Tourists are banned from walking Italy’s famous Cinque Terre coastline in flip-flops and could be fined up to £2,000 for breaking the law
- Tourists have been targeted for not wearing appropriate footwear on the coast
- Mountain rescue teams have had to save people not kitted for the craggy terrain
- The Cinque Terre national park authority will dish out fines to offenders
- They will start at £40 and rise to more than £2,000 based on cost to rescuers
Tourists are banned from walking Italy’s famous Cinque Terre coastline in flip-flops and could be fined up to £2,000 if they break the law.

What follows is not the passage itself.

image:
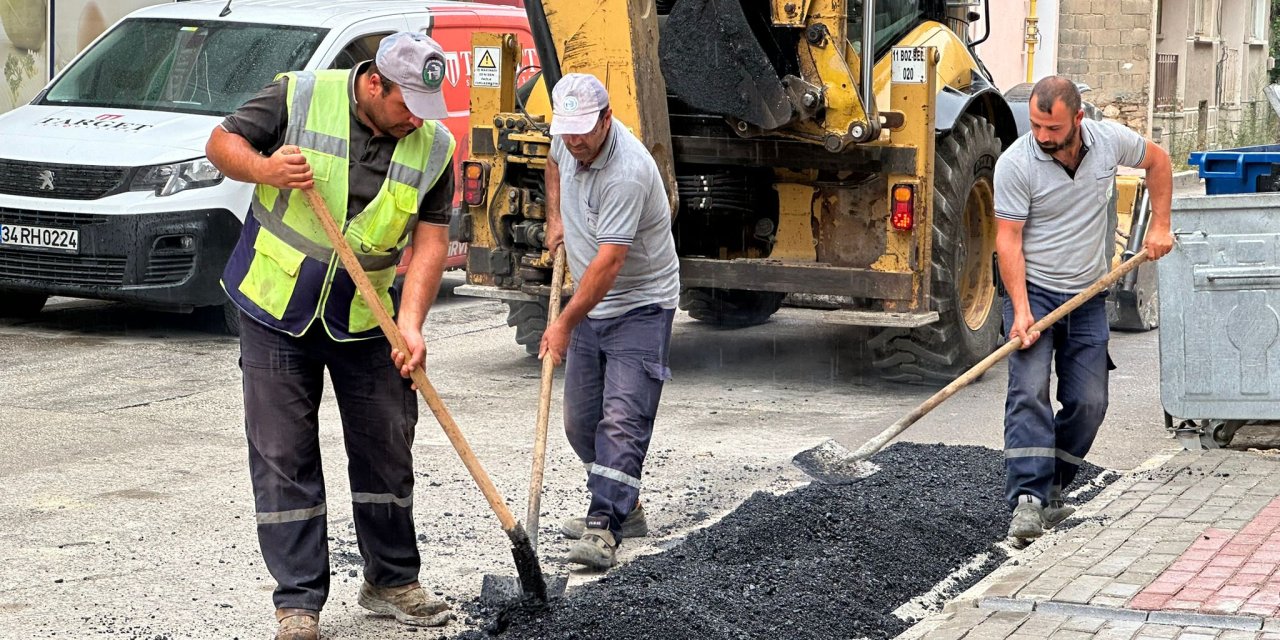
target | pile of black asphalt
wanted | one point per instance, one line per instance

The decision has been made after mountain rescue units complained of hikers who get caught out with inappropriate footwear on the craggy terrain in Liguria.
Bosses at the picturesque national park will crack down on those who do not heed their advice with fines starting at £40 and rising to £2,000.
The stunning coastline of Cinque Terre is a centuries old collection of villages along the Italian Riviera
Tourists flock to the craggy terrain in the summer months, but authorities are sick of dealing with those ill-equipped to deal with the land
The sum used to penalise offenders will be defined by the trouble they have caused to rescue workers, The Telegraph reported.
‘We are adopting a measure together with the forestry and the mayors’, Patrizio Scarpellini, director of the Cinque Terre park told TGCOM24, ‘it will be a gradual introduction, first with information and then with sanctions.’
The crackdown comes as the tourist season is set to come into full swing next month with thousands flocking to Cinque Terre.
Last year Club Alpino Italiano – a hiking club who volunteer on the mountain – said they had to rush to help a German family trapped on the craggy peaks with a pram.
La Spezia in Liguaria, part of Cinque Terre, at sunset during the summer – coastal paths around the town are as treacherous as they are gorgeous
Boats head out into the Mediterranean on a sunny afternoon on the Italian Riviera
The club’s head Maurizio Cattani told TGCOM24, ‘These are alpine paths, tourists cannot come in slippers and without water – we need caution.
Cruise ships bring tourists from across the world, as do trains which run round the stunning coastal path.
There has been debate in recent years over whether to close off certain paths as the footfall could be damaging the unique environment.